We were in Marylebone standing outside the Monocle office. In the courtyard, Santa Claus was perching children on his knee while two reindeer were being patted by children and adults alike. Yes, my business card says “foreign editor” but it’s possible that he had just seen me conduct an in-depth interview with Snowflake and Cracker, the aforementioned reindeer, and quite reasonably come to the conclusion that I wasn’t the sort of journalist that could tell the difference between the crack of an AK-47 and the thud of a grenade.
He was asking for a reason. At last weekend’s Monocle Christmas Market we were raising money for the Committee to Protect Journalists. The vast majority of visitors were overwhelmingly kind-hearted, helping us to raise a generous four-figure sum for an organisation that provides vital assistance for journalists reporting from some of the world’s most dangerous places.
One or two visitors were a little sceptical, though. “Why do journalists need protecting?” sneered one. (I realise “sneered” is just the sort of pejorative term one expects journalists to use. Still, she really did sneer.) In the week that the Leveson report into journalistic ethics was published here in the UK it was perhaps inevitable that some people would not believe that journalists need protecting.
Inevitable but inaccurate. Across the world a journalist is killed every eight days. The majority are deliberately targeted and an increasing number of those murders are ordered by governments. The civil war in Syria has claimed the lives of 30 journalists; in Somalia 13 have been killed over the last 12 months. Reporters investigating gangs in Guatemala, drug trafficking in Mexico, Taliban activity in Pakistan – all have been killed.

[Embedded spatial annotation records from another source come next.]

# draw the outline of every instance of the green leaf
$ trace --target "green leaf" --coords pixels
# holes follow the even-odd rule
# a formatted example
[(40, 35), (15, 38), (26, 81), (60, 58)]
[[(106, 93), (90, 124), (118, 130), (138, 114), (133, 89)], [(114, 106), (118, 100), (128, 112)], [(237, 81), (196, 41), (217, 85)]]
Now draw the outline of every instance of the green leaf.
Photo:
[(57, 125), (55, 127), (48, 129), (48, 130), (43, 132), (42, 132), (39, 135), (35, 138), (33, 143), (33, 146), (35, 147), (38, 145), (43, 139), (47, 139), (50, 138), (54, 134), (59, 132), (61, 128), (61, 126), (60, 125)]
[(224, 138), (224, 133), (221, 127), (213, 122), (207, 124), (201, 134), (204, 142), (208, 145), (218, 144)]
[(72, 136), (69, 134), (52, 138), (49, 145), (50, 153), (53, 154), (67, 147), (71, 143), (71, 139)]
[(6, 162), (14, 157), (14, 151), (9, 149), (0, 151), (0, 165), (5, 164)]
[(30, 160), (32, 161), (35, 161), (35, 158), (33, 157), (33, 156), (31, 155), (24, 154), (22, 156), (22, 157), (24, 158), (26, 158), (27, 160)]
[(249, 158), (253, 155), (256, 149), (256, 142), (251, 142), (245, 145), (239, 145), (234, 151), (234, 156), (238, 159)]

The rising death toll coincides with a noticeable decline in the number of foreign correspondents. Too many newspapers, radio stations and television networks are cutting back. Bureaux are closing down; correspondents are leaving without being replaced. At a time when global communication has never been easier we are in danger of knowing less about the world we live in. A few, including Monocle, are bucking the trend, opening new bureaux and adding more correspondents, but the overall drift towards a reliance on wire copy and freelancers is impossible to ignore.
Those that are willing to travel to volatile parts of the world, to investigate dangerous people, to cover wars and conflicts that urgently need to be reported, require our backing.
My friend at the Christmas Market thought so too – happy to throw in a fiver once I’d answered his question. And you should think about it too.